Ancak Sayın Gökçen, gerek kendi müvekkilinin ve gerekse yargılananların bu dijital materyaller ile bunlardan çıkanların aidiyetlerini kabul etmemekle birlikte, kabule göre dahi ARAMA ve EL KOYMA İŞLEMLERİNİN CMK'da ÖNGÖRÜLEN USULE AYKIRI OLDUĞU, BU SEBEBPLE HUKUKA ve USULE AYKIRI ARAMA SONUCU ELDE EDİLEN DELİLLERİN HÜKME ESAS ALINAMAZ OLDUKLARINI beyan ve müytalaa etmiştir. 

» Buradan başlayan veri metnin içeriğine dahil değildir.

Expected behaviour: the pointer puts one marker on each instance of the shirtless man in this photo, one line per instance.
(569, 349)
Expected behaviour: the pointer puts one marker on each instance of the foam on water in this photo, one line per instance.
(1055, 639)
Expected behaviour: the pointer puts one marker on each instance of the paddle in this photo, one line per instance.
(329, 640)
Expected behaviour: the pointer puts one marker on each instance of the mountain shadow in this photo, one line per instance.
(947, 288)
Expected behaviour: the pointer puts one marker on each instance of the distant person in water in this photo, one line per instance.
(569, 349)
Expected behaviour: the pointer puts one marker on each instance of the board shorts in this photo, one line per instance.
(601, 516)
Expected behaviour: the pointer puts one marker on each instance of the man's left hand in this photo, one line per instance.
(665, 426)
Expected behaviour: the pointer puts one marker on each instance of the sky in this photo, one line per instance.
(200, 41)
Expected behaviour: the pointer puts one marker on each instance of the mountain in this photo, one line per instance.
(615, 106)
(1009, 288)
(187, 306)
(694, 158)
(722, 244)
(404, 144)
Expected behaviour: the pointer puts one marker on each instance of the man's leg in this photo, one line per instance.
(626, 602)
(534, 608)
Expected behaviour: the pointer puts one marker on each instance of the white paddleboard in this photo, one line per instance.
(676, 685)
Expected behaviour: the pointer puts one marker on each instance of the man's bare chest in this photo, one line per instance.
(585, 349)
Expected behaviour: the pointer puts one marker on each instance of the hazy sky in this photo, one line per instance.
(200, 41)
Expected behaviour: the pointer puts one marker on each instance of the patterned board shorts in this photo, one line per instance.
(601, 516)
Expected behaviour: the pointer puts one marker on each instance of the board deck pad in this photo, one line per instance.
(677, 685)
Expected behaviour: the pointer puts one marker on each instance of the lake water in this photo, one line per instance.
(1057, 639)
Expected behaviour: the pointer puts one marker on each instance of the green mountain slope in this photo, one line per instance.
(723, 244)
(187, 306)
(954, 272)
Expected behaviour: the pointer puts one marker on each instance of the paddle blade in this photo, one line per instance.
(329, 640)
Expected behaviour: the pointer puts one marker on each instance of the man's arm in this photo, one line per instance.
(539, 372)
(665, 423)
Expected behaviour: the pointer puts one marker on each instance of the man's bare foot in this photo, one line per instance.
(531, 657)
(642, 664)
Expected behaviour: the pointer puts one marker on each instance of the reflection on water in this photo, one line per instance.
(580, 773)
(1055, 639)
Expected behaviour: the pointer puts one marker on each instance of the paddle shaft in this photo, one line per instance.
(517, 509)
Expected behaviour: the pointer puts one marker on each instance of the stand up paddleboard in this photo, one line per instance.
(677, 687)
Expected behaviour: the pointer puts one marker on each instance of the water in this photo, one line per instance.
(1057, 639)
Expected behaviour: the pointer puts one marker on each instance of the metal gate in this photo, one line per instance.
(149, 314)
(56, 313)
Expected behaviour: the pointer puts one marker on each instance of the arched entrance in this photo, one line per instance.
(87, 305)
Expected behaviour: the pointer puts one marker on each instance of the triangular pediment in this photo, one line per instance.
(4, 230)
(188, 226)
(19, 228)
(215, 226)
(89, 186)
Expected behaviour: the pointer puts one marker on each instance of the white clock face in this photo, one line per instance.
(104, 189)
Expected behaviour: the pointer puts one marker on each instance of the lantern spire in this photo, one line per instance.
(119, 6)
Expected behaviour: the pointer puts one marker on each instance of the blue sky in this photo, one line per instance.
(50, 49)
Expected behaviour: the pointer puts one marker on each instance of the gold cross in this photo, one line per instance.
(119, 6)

B.3. Delillerin Savunmaya Gösterilmemesi ve Deliller Üzerinde Bilirkişi İncelemesi Yaptırılmasına İzin Verilmemesinin Silahların Eşitliği İlkesine Aykırı Olduğu 

Sayın Gökçen bu konuya ilişkin olarak, “sanık tarafından koruma tedbirlerine başvurmayı gerektirmeyen ve elde edilen emarenin bozulmasına/kaybolmasına yol açmayacak nitelikteli deliller açısından sanığın kendi getirdigi uzman aracılığıyla inceleme yaptırması, silahların esitligi ilkesinin bir geregi” olduğunu belirtmiştir. 

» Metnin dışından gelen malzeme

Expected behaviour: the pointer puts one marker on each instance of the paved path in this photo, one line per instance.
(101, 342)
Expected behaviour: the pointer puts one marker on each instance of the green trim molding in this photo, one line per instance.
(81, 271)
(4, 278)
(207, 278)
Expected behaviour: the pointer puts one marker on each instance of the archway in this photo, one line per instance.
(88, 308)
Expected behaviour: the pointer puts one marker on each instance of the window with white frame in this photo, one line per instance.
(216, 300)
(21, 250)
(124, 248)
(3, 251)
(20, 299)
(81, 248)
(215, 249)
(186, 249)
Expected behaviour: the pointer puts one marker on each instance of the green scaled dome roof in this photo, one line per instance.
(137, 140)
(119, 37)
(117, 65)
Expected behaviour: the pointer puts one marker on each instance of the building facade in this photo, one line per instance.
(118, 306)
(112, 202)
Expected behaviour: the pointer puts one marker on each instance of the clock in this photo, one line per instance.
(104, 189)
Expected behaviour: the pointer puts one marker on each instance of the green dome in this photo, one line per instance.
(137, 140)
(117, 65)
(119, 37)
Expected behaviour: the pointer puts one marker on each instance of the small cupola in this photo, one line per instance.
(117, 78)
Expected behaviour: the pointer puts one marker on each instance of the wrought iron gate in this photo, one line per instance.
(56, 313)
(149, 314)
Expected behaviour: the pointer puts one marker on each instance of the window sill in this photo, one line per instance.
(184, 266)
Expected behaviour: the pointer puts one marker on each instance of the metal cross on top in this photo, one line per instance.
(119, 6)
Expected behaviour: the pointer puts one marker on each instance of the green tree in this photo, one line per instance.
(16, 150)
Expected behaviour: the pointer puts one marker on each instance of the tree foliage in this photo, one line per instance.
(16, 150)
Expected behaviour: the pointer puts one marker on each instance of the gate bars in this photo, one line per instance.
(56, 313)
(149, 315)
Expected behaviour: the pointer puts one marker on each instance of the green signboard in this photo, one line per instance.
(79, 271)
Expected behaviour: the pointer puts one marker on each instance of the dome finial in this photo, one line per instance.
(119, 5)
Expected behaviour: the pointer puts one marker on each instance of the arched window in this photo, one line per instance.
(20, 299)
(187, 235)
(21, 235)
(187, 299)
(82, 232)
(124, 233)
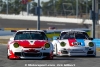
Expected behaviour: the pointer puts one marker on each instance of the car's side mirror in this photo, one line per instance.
(12, 38)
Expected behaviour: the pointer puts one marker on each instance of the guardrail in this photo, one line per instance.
(45, 18)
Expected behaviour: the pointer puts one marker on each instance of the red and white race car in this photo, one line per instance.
(30, 44)
(74, 43)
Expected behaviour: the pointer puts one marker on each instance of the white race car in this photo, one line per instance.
(30, 44)
(74, 43)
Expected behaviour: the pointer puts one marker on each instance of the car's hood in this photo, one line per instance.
(31, 43)
(75, 42)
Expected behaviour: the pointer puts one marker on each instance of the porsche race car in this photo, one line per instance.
(30, 44)
(74, 43)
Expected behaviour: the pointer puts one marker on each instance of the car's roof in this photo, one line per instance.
(72, 31)
(31, 30)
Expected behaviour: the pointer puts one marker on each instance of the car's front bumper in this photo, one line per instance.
(76, 52)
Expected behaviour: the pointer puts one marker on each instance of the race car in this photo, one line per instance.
(30, 44)
(74, 43)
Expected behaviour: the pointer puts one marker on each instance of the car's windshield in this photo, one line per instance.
(30, 35)
(76, 35)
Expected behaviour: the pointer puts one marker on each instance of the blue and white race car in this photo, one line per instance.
(74, 43)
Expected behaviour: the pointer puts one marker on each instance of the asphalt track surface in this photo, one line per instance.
(9, 23)
(57, 62)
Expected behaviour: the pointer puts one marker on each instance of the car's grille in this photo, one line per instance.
(30, 54)
(77, 51)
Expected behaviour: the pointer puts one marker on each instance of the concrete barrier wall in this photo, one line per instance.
(44, 18)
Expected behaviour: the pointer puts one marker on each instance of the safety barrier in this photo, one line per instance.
(97, 42)
(45, 18)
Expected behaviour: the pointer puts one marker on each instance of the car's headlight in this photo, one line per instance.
(62, 44)
(47, 45)
(91, 44)
(16, 45)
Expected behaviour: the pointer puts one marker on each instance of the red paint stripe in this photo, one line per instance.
(71, 42)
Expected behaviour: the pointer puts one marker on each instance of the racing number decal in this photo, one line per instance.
(71, 41)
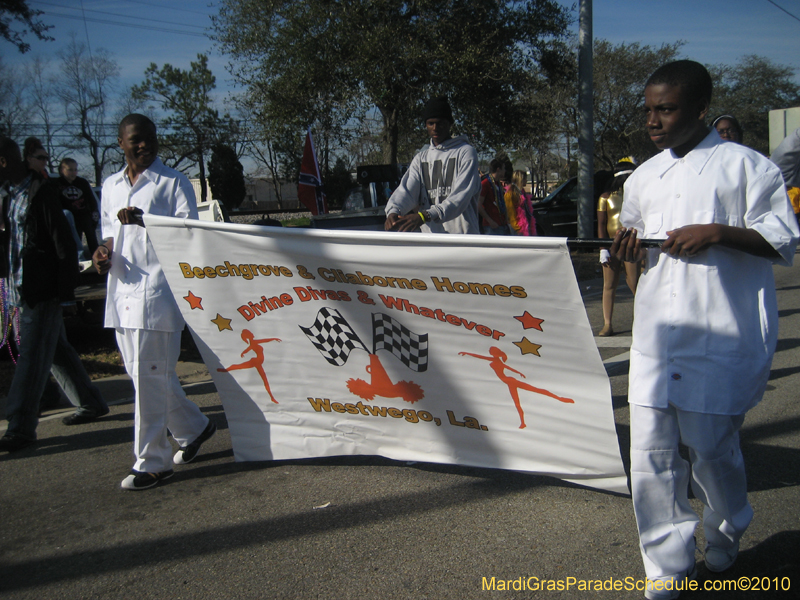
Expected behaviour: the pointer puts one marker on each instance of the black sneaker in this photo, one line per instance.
(187, 453)
(12, 442)
(139, 480)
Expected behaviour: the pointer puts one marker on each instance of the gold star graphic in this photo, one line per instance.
(529, 321)
(528, 347)
(222, 322)
(194, 301)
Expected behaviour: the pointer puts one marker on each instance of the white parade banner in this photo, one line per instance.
(468, 350)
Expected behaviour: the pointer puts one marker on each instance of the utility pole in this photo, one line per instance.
(585, 125)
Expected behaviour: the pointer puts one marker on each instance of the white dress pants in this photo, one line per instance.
(150, 359)
(660, 480)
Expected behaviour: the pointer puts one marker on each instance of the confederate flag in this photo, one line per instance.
(309, 189)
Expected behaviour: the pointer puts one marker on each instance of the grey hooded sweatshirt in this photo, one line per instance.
(443, 180)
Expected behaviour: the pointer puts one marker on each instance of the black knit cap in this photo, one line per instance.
(437, 108)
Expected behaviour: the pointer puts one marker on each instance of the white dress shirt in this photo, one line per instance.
(705, 328)
(138, 294)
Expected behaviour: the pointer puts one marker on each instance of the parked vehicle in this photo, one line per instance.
(557, 214)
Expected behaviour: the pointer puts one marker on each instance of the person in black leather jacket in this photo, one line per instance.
(38, 260)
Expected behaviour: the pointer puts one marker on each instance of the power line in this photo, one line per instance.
(132, 25)
(784, 10)
(103, 12)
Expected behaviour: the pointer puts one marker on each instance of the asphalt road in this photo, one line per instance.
(388, 529)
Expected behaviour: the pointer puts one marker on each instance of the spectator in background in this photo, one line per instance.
(728, 128)
(519, 201)
(491, 203)
(36, 157)
(37, 258)
(79, 204)
(608, 209)
(787, 157)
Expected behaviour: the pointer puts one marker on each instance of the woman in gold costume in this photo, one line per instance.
(608, 209)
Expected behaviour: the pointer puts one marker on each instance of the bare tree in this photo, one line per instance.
(84, 84)
(14, 108)
(44, 106)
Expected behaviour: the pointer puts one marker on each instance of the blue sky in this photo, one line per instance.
(170, 31)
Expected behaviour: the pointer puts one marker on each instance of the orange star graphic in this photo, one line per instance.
(222, 322)
(529, 321)
(194, 301)
(528, 347)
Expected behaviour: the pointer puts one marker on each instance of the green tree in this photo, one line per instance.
(620, 74)
(312, 59)
(192, 125)
(226, 176)
(18, 10)
(748, 90)
(338, 182)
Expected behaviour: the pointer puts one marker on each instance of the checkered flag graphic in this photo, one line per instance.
(410, 348)
(332, 335)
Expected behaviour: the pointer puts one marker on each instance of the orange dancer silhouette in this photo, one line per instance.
(497, 361)
(381, 385)
(257, 362)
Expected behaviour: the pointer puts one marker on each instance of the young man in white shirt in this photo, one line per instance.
(140, 305)
(705, 323)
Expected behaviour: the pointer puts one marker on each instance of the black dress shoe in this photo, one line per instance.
(12, 442)
(81, 418)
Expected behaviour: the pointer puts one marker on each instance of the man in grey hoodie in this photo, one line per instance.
(439, 192)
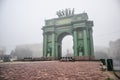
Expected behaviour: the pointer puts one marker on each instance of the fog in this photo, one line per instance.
(21, 20)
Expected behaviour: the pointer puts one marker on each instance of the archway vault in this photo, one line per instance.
(76, 25)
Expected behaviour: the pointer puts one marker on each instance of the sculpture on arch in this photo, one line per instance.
(68, 23)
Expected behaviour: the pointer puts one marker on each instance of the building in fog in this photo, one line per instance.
(28, 50)
(2, 52)
(115, 48)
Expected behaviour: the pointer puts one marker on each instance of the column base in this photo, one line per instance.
(85, 58)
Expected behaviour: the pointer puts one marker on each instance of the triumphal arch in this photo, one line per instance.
(68, 23)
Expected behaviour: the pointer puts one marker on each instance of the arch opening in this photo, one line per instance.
(67, 46)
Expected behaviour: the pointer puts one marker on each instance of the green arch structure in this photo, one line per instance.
(76, 25)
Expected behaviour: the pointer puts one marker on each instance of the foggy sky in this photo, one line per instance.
(21, 20)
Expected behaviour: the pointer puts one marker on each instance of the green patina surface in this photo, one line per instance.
(76, 25)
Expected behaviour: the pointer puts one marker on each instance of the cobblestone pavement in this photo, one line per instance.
(51, 70)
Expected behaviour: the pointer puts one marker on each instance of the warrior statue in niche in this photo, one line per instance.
(80, 50)
(49, 51)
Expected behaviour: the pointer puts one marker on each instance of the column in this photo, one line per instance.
(91, 43)
(85, 43)
(75, 43)
(56, 49)
(44, 44)
(53, 44)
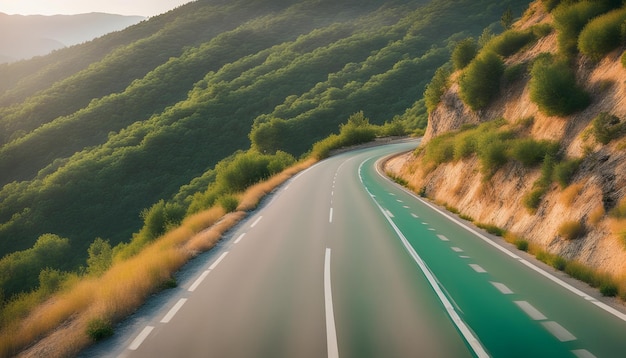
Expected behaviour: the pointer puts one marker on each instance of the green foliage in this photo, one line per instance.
(437, 87)
(464, 53)
(514, 72)
(531, 152)
(554, 89)
(228, 202)
(570, 19)
(100, 257)
(510, 42)
(480, 83)
(571, 230)
(507, 19)
(607, 127)
(99, 329)
(603, 34)
(19, 271)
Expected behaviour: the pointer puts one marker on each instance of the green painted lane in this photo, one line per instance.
(513, 310)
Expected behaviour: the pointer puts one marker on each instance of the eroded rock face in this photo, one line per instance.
(598, 185)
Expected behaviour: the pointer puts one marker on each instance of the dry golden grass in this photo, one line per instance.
(596, 215)
(250, 199)
(568, 196)
(60, 323)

Aynı zamanda hukukumuzdaki uzman yardımından faydalanma hakkının (CMK m.67/6) da bunu sağlamakta olduğu, ancak huzurdaki dava uygulamasında ise; belge delili açısından dahi kısıtlamaların getirildiği, yapılan bu uygulamanın da AÇIKCA SİLAHLARIN EŞİTLİĞİ İLKESİNE AYKIRI OLDUĞU tespit ve değerlendirmesinde bulunmuştur.

Ayrıca somut olayda tutuklamaya ve davaya dayanak yapılan dijital verilerin CMK m. 134'e aykırı olarak elde edilmiş bulunduklarından dolayı; bu dijital veriler üzerinde tekrar inceleme yaptırılmasının, BİLGİSAYARLARA EL KONULMA TARİHİNDEN SONRA EKLEME YAPILIP YAPILMADIĞININ SORGULANMASININ da ELZEM OLDUĞU, ancak buna rağmen dijital veriler üzerinde inceleme yapma hakkımızın elimizden alındığı gibi, bu dijital materyalleri görmemizin dahi engellendiğini bunun da USUL ve YASALARA aykırı olduğu tespit ve değerlendirmelerinde bulunmuştur.